Community Investment - We can, if we choose, invest local funds to build and rebuild what the community needs. Making these investments often requires gaining voter approval, and in economically struggling communities, that isn't easy. The funds may come from a voter approved bond measure, or from a ballot measure allowing the collection of particular fees and taxes for the specific purpose of constructing or reconstructing some important community asset. Only broad community support is likely to make this possible, so consensus building leadership is required.

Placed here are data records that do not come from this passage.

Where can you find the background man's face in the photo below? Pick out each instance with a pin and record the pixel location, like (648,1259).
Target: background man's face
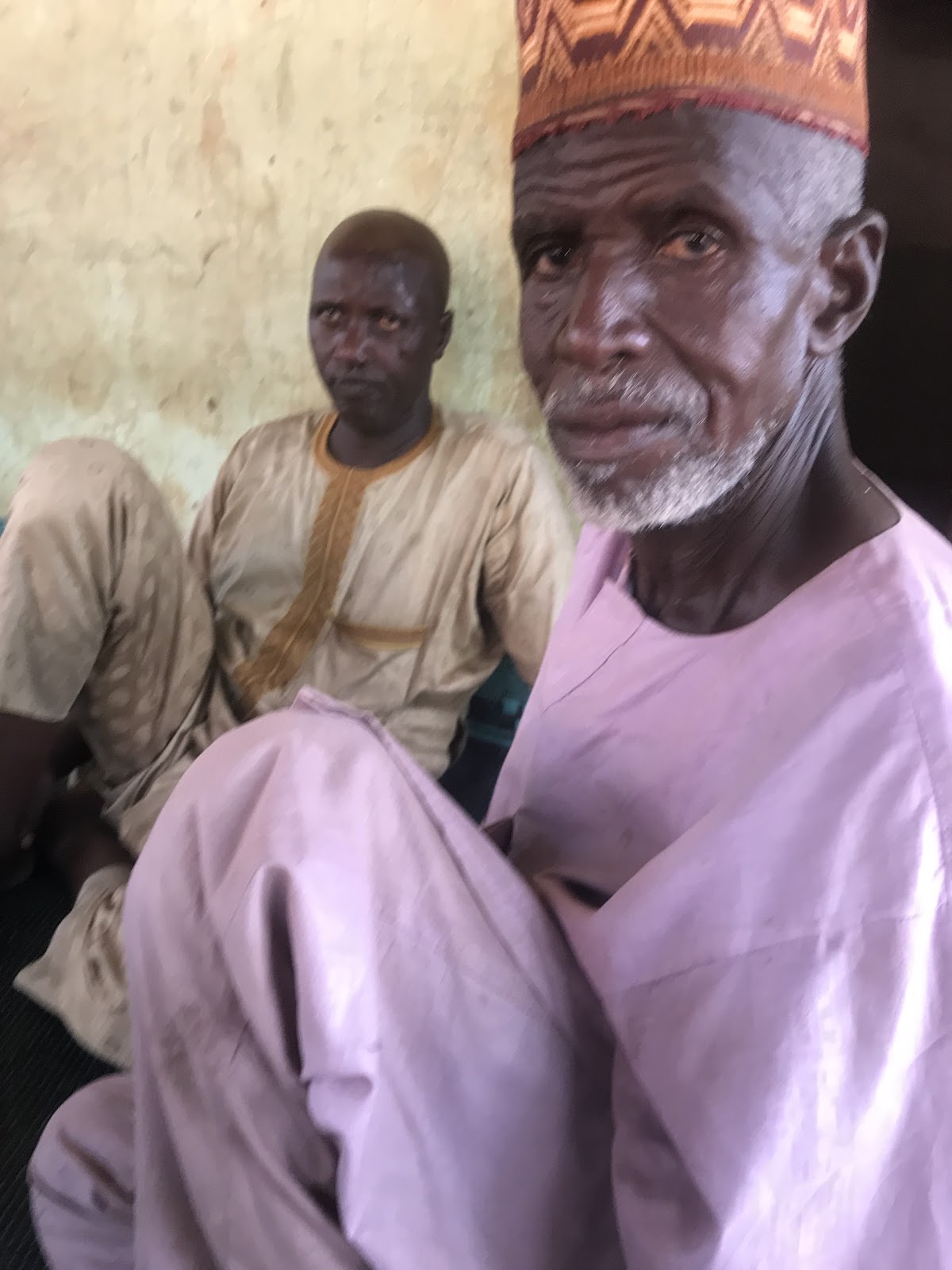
(664,315)
(374,336)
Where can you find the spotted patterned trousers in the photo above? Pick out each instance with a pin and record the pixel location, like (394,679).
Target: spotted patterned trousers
(102,618)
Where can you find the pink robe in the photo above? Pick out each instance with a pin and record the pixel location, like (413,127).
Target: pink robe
(359,1034)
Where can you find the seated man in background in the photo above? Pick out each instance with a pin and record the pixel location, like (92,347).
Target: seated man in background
(362,1038)
(382,552)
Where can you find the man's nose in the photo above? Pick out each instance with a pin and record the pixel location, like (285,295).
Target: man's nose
(352,343)
(607,321)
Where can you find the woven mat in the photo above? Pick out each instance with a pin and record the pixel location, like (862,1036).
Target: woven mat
(40,1064)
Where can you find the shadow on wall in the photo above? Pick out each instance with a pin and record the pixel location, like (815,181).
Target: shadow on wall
(896,376)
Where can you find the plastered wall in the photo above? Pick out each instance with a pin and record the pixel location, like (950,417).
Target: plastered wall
(167,173)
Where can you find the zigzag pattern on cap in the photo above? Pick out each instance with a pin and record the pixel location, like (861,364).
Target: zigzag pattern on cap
(585,61)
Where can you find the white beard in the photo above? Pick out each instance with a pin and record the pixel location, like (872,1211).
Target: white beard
(689,486)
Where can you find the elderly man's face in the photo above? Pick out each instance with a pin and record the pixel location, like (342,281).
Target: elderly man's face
(666,309)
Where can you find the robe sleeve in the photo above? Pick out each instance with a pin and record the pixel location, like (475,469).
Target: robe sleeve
(528,563)
(201,544)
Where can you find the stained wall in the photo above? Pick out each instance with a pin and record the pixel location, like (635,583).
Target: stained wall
(167,173)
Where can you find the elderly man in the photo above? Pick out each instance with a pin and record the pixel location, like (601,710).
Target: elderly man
(731,794)
(382,552)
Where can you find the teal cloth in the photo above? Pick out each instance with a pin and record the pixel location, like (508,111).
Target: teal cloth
(497,709)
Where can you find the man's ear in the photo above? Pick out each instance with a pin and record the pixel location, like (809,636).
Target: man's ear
(850,260)
(446,330)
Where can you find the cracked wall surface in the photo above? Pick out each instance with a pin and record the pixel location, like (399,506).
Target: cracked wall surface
(167,173)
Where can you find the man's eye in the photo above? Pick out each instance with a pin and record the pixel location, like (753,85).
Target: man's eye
(692,245)
(551,260)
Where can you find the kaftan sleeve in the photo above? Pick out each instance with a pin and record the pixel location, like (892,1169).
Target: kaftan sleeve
(201,544)
(528,563)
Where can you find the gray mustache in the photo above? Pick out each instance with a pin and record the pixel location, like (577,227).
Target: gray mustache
(626,394)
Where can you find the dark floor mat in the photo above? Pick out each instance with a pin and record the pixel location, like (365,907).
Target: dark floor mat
(40,1064)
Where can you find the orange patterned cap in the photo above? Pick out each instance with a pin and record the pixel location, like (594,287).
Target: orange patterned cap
(593,61)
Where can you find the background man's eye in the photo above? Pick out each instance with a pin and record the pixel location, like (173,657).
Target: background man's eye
(692,245)
(551,260)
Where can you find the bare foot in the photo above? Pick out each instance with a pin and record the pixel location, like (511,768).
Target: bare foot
(76,841)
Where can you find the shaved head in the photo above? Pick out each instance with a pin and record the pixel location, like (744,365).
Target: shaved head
(393,237)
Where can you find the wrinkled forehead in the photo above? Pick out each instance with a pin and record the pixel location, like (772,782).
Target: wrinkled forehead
(399,279)
(729,158)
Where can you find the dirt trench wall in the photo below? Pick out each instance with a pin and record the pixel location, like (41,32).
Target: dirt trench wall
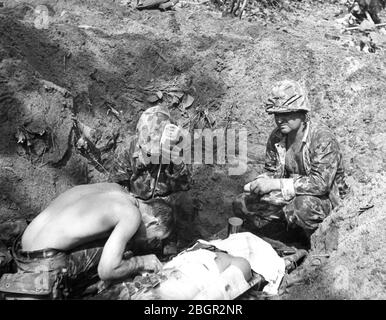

Even if sacrifice of current consumption is necessary, communities will not thrive nor will public safety be protected without adequate investment in infrastructure and public facilities. Citizens will support sacrifice if the goals are clear and the community is united behind those goals. One only has to look at public behavior during WWII to see the great capacity that can be mobilized under the right political circumstances.

Environmental Restoration - People are often shocked when they see the results of environmental restoration efforts. Dirty, dusty, barren places can be turned green, growing, and alive. This may involve parks, roadways, open land inside community boundaries, community rivers, creeks and lakes, beaches and wetlands in coastal communities, and much more. In some cases, restoration may be specifically focused on abandoned factories that have left degraded and polluted land behind, or on abandoned mines or other extraction sites that have been left behind in very poor condition. Community efforts to restore such places can be huge opportunities, usually delivering their benefits in a plethora of ways and over an extended period. Such restoration projects can create or restore recreation businesses, allow the land to be reused because it is no longer hazardous to health, and free up land for attractive and usable community spaces. All of this contributes to community revival, to community thriving, and to a better quality of life for residents.

Avoid "Beggar-Thy Neighbor" Strategies

Sometimes the strategies of communities to help themselves can come at the expense of other communities. For example, just raising river levees through your town can increase flooding in the next community downstream, where a more regional approach might identify opportunities to divert, capture or contain floodwaters in ways that also benefit downstream communities.

Examples of beggar-thy-neighbor strategies abound. Rivers may be dammed for the benefit of upstream communities at the expense of those downstream. If one community starts over-pumping an aquifer running under adjacent communities, this can destroy wells and damage water quality in those adjacent communities. Examples could fill a book.

In some cases, strategies can simply be losers. For example, cutting taxes to win employers to your community has been shown by studies to mainly result in lost tax revenue without nearly the gains promised when the tax concessions were agreed to. Corporations pit communities against each other in contests to see who can give away the most, and on average, looking at this practice overall, the winners are the corporations as a group and the losers are the communities as a group. So, some strategies are losers.

Another losing strategy is the overexploitation or liquidation of natural resource assets. It may seem at first that allowing the soils to erode is necessary to the most profitable agriculture, or that over cutting forests and over fishing coastal waters produces the greatest profits. But these sources of community prosperity can collapse entirely if resources are so badly damaged or depleted that they must be abandoned as no longer having economic value. So, overexploitation of natural systems is another loser strategy.